YouTube gets real-time video segmentation: Here’s how this technology works
The new segmentation technology will allow creators to replace and modify the background, increasing videos’ production value without specialised equipment.
Google has introduced real-time, on-device mobile video segmentation to the YouTube app, by integrating this technology into the latter's stories feature, a new lightweight video format, designed specifically for YouTube creators on its beta version.
The new segmentation technology will allow creators to replace and modify the background, effortlessly increasing videos' production value without specialised equipment, Google's research blog noted.
"Video segmentation is a widely used technique that enables movie directors and video content creators to separate the foreground of a scene from the background and treat them as two different visual layers. By modifying or replacing the background, creators can convey a particular mood, transport themselves to a fun location or enhance the impact of the message. However, this operation has traditionally been performed as a time-consuming manual process or requires a studio environment with a green screen for real-time background removal. In order to enable users to create this effect live in the viewfinder, we designed a new technique that is suitable for mobile phones," the blog read.
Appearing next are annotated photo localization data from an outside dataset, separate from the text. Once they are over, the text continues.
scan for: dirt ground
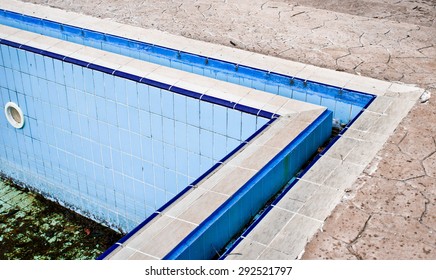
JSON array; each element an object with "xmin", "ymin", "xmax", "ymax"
[{"xmin": 20, "ymin": 0, "xmax": 436, "ymax": 259}]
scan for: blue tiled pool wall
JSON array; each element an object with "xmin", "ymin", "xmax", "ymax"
[
  {"xmin": 0, "ymin": 41, "xmax": 269, "ymax": 233},
  {"xmin": 0, "ymin": 9, "xmax": 374, "ymax": 125},
  {"xmin": 163, "ymin": 110, "xmax": 333, "ymax": 260}
]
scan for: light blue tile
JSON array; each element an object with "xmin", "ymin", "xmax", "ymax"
[
  {"xmin": 17, "ymin": 49, "xmax": 29, "ymax": 74},
  {"xmin": 8, "ymin": 47, "xmax": 20, "ymax": 71},
  {"xmin": 119, "ymin": 128, "xmax": 132, "ymax": 154},
  {"xmin": 63, "ymin": 62, "xmax": 75, "ymax": 88},
  {"xmin": 152, "ymin": 139, "xmax": 164, "ymax": 167},
  {"xmin": 306, "ymin": 93, "xmax": 322, "ymax": 105},
  {"xmin": 104, "ymin": 73, "xmax": 116, "ymax": 101},
  {"xmin": 139, "ymin": 110, "xmax": 151, "ymax": 137},
  {"xmin": 161, "ymin": 90, "xmax": 174, "ymax": 119},
  {"xmin": 101, "ymin": 145, "xmax": 112, "ymax": 168},
  {"xmin": 175, "ymin": 147, "xmax": 188, "ymax": 175},
  {"xmin": 134, "ymin": 179, "xmax": 146, "ymax": 204},
  {"xmin": 227, "ymin": 137, "xmax": 241, "ymax": 153},
  {"xmin": 72, "ymin": 64, "xmax": 84, "ymax": 91},
  {"xmin": 1, "ymin": 45, "xmax": 12, "ymax": 68},
  {"xmin": 335, "ymin": 102, "xmax": 352, "ymax": 124},
  {"xmin": 116, "ymin": 103, "xmax": 129, "ymax": 130},
  {"xmin": 131, "ymin": 156, "xmax": 143, "ymax": 180},
  {"xmin": 66, "ymin": 86, "xmax": 77, "ymax": 112},
  {"xmin": 350, "ymin": 105, "xmax": 363, "ymax": 121},
  {"xmin": 81, "ymin": 139, "xmax": 94, "ymax": 161},
  {"xmin": 130, "ymin": 132, "xmax": 141, "ymax": 157},
  {"xmin": 91, "ymin": 141, "xmax": 102, "ymax": 165},
  {"xmin": 75, "ymin": 90, "xmax": 88, "ymax": 115},
  {"xmin": 265, "ymin": 83, "xmax": 279, "ymax": 95},
  {"xmin": 170, "ymin": 60, "xmax": 183, "ymax": 71},
  {"xmin": 239, "ymin": 77, "xmax": 253, "ymax": 88},
  {"xmin": 56, "ymin": 84, "xmax": 68, "ymax": 109},
  {"xmin": 142, "ymin": 160, "xmax": 153, "ymax": 185},
  {"xmin": 85, "ymin": 93, "xmax": 97, "ymax": 119},
  {"xmin": 114, "ymin": 76, "xmax": 127, "ymax": 105},
  {"xmin": 69, "ymin": 133, "xmax": 83, "ymax": 159},
  {"xmin": 53, "ymin": 59, "xmax": 65, "ymax": 85},
  {"xmin": 141, "ymin": 136, "xmax": 153, "ymax": 162},
  {"xmin": 203, "ymin": 68, "xmax": 215, "ymax": 79},
  {"xmin": 320, "ymin": 98, "xmax": 336, "ymax": 119},
  {"xmin": 105, "ymin": 99, "xmax": 117, "ymax": 124},
  {"xmin": 186, "ymin": 98, "xmax": 199, "ymax": 127},
  {"xmin": 164, "ymin": 169, "xmax": 177, "ymax": 195},
  {"xmin": 162, "ymin": 117, "xmax": 175, "ymax": 145},
  {"xmin": 5, "ymin": 68, "xmax": 15, "ymax": 92},
  {"xmin": 241, "ymin": 112, "xmax": 257, "ymax": 140},
  {"xmin": 137, "ymin": 83, "xmax": 150, "ymax": 111},
  {"xmin": 154, "ymin": 165, "xmax": 165, "ymax": 189},
  {"xmin": 93, "ymin": 70, "xmax": 105, "ymax": 97},
  {"xmin": 125, "ymin": 79, "xmax": 138, "ymax": 107},
  {"xmin": 181, "ymin": 63, "xmax": 193, "ymax": 74},
  {"xmin": 278, "ymin": 85, "xmax": 293, "ymax": 98},
  {"xmin": 95, "ymin": 182, "xmax": 106, "ymax": 199},
  {"xmin": 199, "ymin": 129, "xmax": 213, "ymax": 158},
  {"xmin": 200, "ymin": 156, "xmax": 213, "ymax": 174},
  {"xmin": 186, "ymin": 125, "xmax": 200, "ymax": 154},
  {"xmin": 108, "ymin": 124, "xmax": 121, "ymax": 150},
  {"xmin": 213, "ymin": 133, "xmax": 227, "ymax": 160},
  {"xmin": 173, "ymin": 93, "xmax": 187, "ymax": 123},
  {"xmin": 17, "ymin": 92, "xmax": 27, "ymax": 114},
  {"xmin": 177, "ymin": 174, "xmax": 189, "ymax": 191},
  {"xmin": 155, "ymin": 187, "xmax": 165, "ymax": 208},
  {"xmin": 13, "ymin": 69, "xmax": 24, "ymax": 94},
  {"xmin": 256, "ymin": 116, "xmax": 269, "ymax": 130},
  {"xmin": 0, "ymin": 67, "xmax": 8, "ymax": 88},
  {"xmin": 252, "ymin": 79, "xmax": 265, "ymax": 91},
  {"xmin": 199, "ymin": 101, "xmax": 213, "ymax": 131},
  {"xmin": 129, "ymin": 107, "xmax": 141, "ymax": 133},
  {"xmin": 163, "ymin": 143, "xmax": 176, "ymax": 170},
  {"xmin": 111, "ymin": 149, "xmax": 123, "ymax": 173},
  {"xmin": 187, "ymin": 152, "xmax": 200, "ymax": 178},
  {"xmin": 0, "ymin": 46, "xmax": 6, "ymax": 67},
  {"xmin": 174, "ymin": 121, "xmax": 187, "ymax": 150},
  {"xmin": 144, "ymin": 185, "xmax": 156, "ymax": 208},
  {"xmin": 149, "ymin": 87, "xmax": 161, "ymax": 115},
  {"xmin": 33, "ymin": 53, "xmax": 46, "ymax": 79},
  {"xmin": 227, "ymin": 109, "xmax": 241, "ymax": 140},
  {"xmin": 150, "ymin": 113, "xmax": 163, "ymax": 141},
  {"xmin": 213, "ymin": 105, "xmax": 227, "ymax": 135},
  {"xmin": 94, "ymin": 96, "xmax": 106, "ymax": 122},
  {"xmin": 293, "ymin": 89, "xmax": 306, "ymax": 102},
  {"xmin": 98, "ymin": 122, "xmax": 110, "ymax": 147},
  {"xmin": 124, "ymin": 176, "xmax": 135, "ymax": 199}
]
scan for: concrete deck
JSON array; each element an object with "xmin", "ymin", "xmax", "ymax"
[{"xmin": 6, "ymin": 0, "xmax": 436, "ymax": 259}]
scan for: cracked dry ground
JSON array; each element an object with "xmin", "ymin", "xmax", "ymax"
[{"xmin": 20, "ymin": 0, "xmax": 436, "ymax": 259}]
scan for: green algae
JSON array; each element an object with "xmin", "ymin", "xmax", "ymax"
[{"xmin": 0, "ymin": 177, "xmax": 122, "ymax": 260}]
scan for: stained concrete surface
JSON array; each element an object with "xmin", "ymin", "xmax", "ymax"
[{"xmin": 19, "ymin": 0, "xmax": 436, "ymax": 259}]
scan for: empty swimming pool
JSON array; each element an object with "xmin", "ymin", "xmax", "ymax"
[{"xmin": 0, "ymin": 1, "xmax": 378, "ymax": 260}]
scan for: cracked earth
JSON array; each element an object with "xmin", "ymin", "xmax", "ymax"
[{"xmin": 20, "ymin": 0, "xmax": 436, "ymax": 259}]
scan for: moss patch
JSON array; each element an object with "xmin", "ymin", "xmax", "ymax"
[{"xmin": 0, "ymin": 178, "xmax": 122, "ymax": 260}]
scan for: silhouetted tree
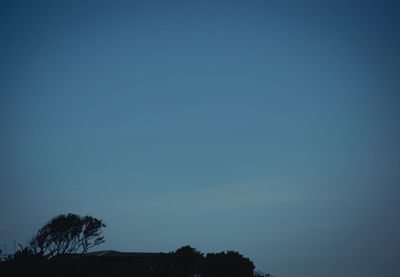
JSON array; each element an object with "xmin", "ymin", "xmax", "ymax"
[
  {"xmin": 204, "ymin": 251, "xmax": 255, "ymax": 277},
  {"xmin": 29, "ymin": 213, "xmax": 105, "ymax": 258},
  {"xmin": 12, "ymin": 245, "xmax": 45, "ymax": 264},
  {"xmin": 172, "ymin": 245, "xmax": 205, "ymax": 277}
]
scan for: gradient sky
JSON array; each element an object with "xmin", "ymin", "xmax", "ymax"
[{"xmin": 1, "ymin": 1, "xmax": 400, "ymax": 276}]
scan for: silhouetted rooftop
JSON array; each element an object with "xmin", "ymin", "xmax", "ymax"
[{"xmin": 85, "ymin": 250, "xmax": 162, "ymax": 258}]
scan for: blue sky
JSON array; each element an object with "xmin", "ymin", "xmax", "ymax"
[{"xmin": 1, "ymin": 1, "xmax": 400, "ymax": 276}]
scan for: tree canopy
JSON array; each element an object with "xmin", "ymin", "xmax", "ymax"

The new technology has been developed using machine learning to solve a semantic segmentation task using convolution neural networks. To provide high-quality data for the machine learning pipeline, the developers annotated thousands of images that captured a wide spectrum of foreground poses and background settings. Annotations consisted of pixel-accurate locations of foreground elements such as hair, glasses, neck, skin, and lips, and a general background label achieving a cross-validation result of 98 percent Intersection-Over-Union (IOU) of human annotator quality.
Furthermore, the specific segmentation task to compute a binary mask separating foreground from the background for every input frame (three channels, RGB) of the video was created. After this, the computed mask was passed from the previous frame as a prior by concatenating it as a fourth channel to the current RGB input frame to achieve temporal consistency, the developers said in the blog.
Google noted that a limited rollout of YouTube stories will be facilitated to test the technology on this first set of effects, and will be rolled out across all versions in the near future.
"As we improve and expand our segmentation technology to more labels, we plan to integrate it into Google's broader Augmented Reality services," the blog noted.